During my blogging break, we decided that a trip to the high mountains would help us to heal despite my terror of the emotions associated with K not being with us in our favorite places.
Early on the day that we departed for the high mountains, I headed out for a spin on my mountain bike to loosen up my back before the car ride. I planned a quick and relaxed bike ride.
The ride did not end up being relaxed. As I pedaled up to the apex of a high ridge, I gasped. A plume of smoke was rising from the south side of the ridge and blowing across the trail in front of me.
The operator wanted an estimate of the size of the area that was burning. As you can tell from my photo, it wasn't easy to see because the ridge fell off so steeply. So, as I talked with the operator, I hiked down toward the source of the smoke. I could see that multiple patches were burning as the fire skipped its way up the hillside but I still couldn't see the main source. I walked further downhill, and the operator abruptly informed me that he could hear the fire crackling. He seemed to panic - and told me, rapid-fire - to hang up the phone and run.

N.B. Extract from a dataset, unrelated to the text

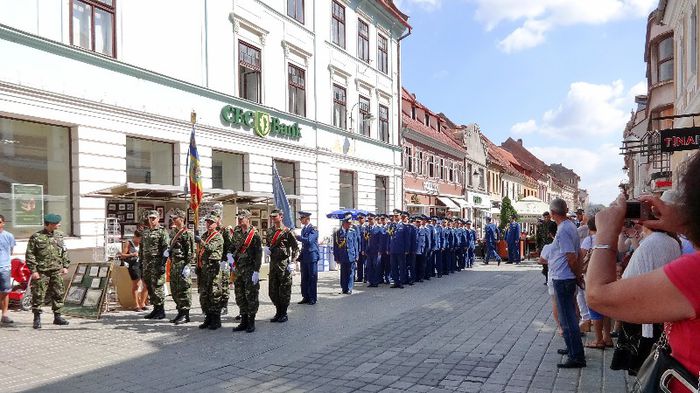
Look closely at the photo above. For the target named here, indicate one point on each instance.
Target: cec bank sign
(261, 122)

So, I hung up and pedaled away from the fire. Then, I called my friend who has a scanner and asked her to monitor whether the fire crews understood the fire's location. She soon called back to say that the crews were going to the wrong place - a site a few miles away. So, I called 9-1-1 again, and I told them that I'd meet the fire crews down on a road at the base of the ridge to show them where the fire was.

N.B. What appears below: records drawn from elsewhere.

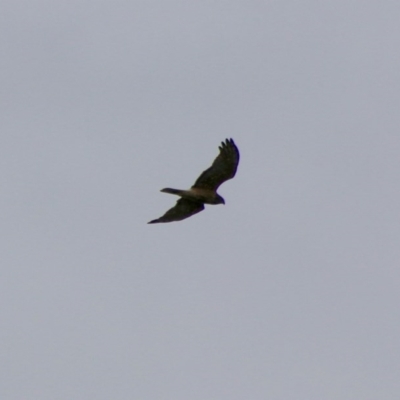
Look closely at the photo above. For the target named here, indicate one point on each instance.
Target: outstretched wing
(223, 168)
(183, 208)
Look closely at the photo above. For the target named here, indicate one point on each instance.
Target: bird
(204, 190)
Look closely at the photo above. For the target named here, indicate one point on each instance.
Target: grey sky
(288, 292)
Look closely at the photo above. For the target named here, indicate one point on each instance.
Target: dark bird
(204, 190)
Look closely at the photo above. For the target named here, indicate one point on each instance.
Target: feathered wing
(223, 168)
(183, 208)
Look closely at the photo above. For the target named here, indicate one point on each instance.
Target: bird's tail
(172, 191)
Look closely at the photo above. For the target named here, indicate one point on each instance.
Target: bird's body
(204, 190)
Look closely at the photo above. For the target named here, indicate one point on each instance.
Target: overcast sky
(290, 291)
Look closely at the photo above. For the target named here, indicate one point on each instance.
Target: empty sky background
(290, 291)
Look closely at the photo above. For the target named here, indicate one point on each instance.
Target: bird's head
(220, 199)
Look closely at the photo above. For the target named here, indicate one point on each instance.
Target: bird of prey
(204, 190)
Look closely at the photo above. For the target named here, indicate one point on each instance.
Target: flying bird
(204, 190)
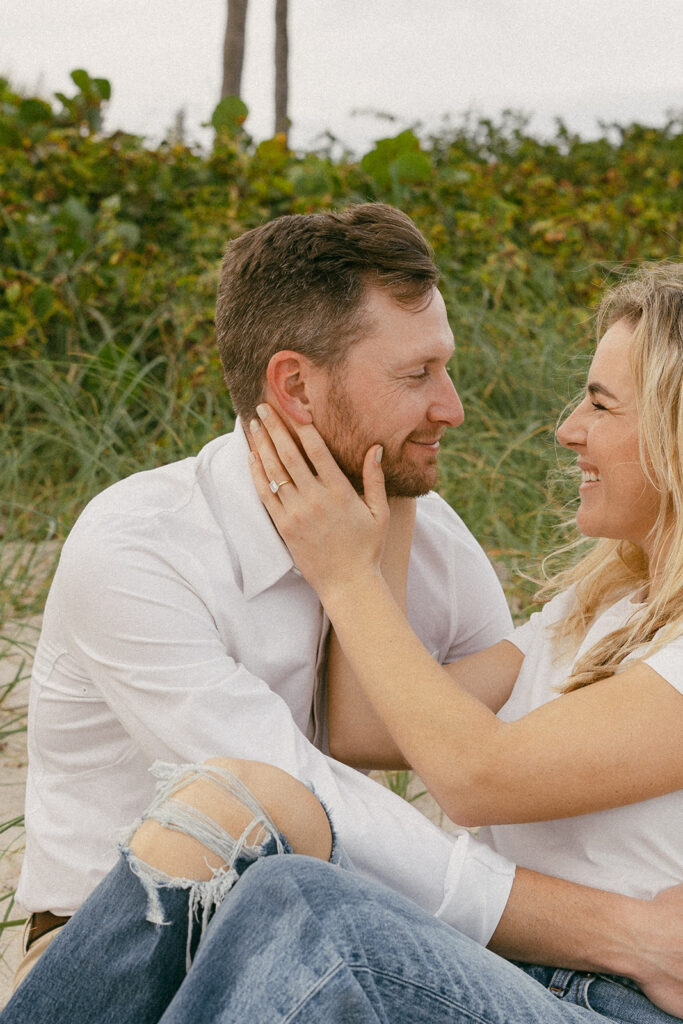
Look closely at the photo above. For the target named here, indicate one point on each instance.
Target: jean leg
(298, 941)
(125, 952)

I pointed my bike down the hillside and rumbled straight downhill, taking the shortest route even though I was riding through private property. I arrived down on the road and intercepted a fire truck. As I explained where the fire was, my cell phone rang, with dispatch calling me again for directions to the fire. The embarrassing part was that I'd stashed my cell phone in my bra because it was ringing so often that I needed easy access to it. The firefighter and I had a chuckle as I reached down my jersey to silence my ringing jog-bra.
In the end, about 20 fire trucks and at least one helicopter arrived on the scene. They stopped the fire before it topped the ridge and entered a forested area. Thank goodness... I visualized disaster for all of us if the fire had gone over the ridge.

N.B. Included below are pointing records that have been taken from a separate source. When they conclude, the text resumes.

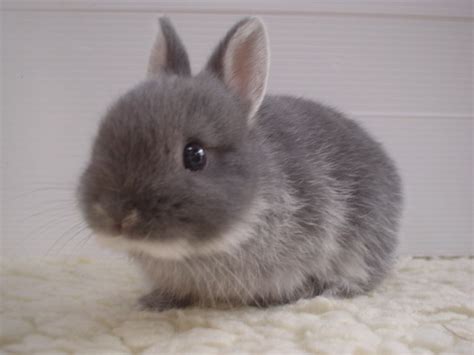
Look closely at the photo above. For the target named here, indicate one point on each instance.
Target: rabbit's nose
(129, 221)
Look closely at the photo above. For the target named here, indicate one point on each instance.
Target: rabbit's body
(225, 195)
(324, 220)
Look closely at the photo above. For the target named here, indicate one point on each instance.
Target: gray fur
(325, 198)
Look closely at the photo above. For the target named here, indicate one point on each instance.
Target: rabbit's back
(344, 181)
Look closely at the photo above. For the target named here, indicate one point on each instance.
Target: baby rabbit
(227, 196)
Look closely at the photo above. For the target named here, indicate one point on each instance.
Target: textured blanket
(83, 306)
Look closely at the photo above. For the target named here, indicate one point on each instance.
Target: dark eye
(194, 157)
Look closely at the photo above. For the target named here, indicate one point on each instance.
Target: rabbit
(225, 196)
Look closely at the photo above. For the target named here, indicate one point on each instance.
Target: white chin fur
(173, 250)
(180, 248)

In case you're curious, the fire was caused by a lightning strike two days earlier. The storm included a downpour, preventing the fire from immediately erupting. By two days later, it was hot, dry, and breezy, which caused the tree that had been smoldering for days to burst into flames.
So, my ride that morning didn't turn out to be even vaguely relaxing.
Fortunately, we did have a relaxing vacation, although every moment was tinged with sadness, and waves of rage would engulf me when I realized, over and over again, that K wasn't physically with us.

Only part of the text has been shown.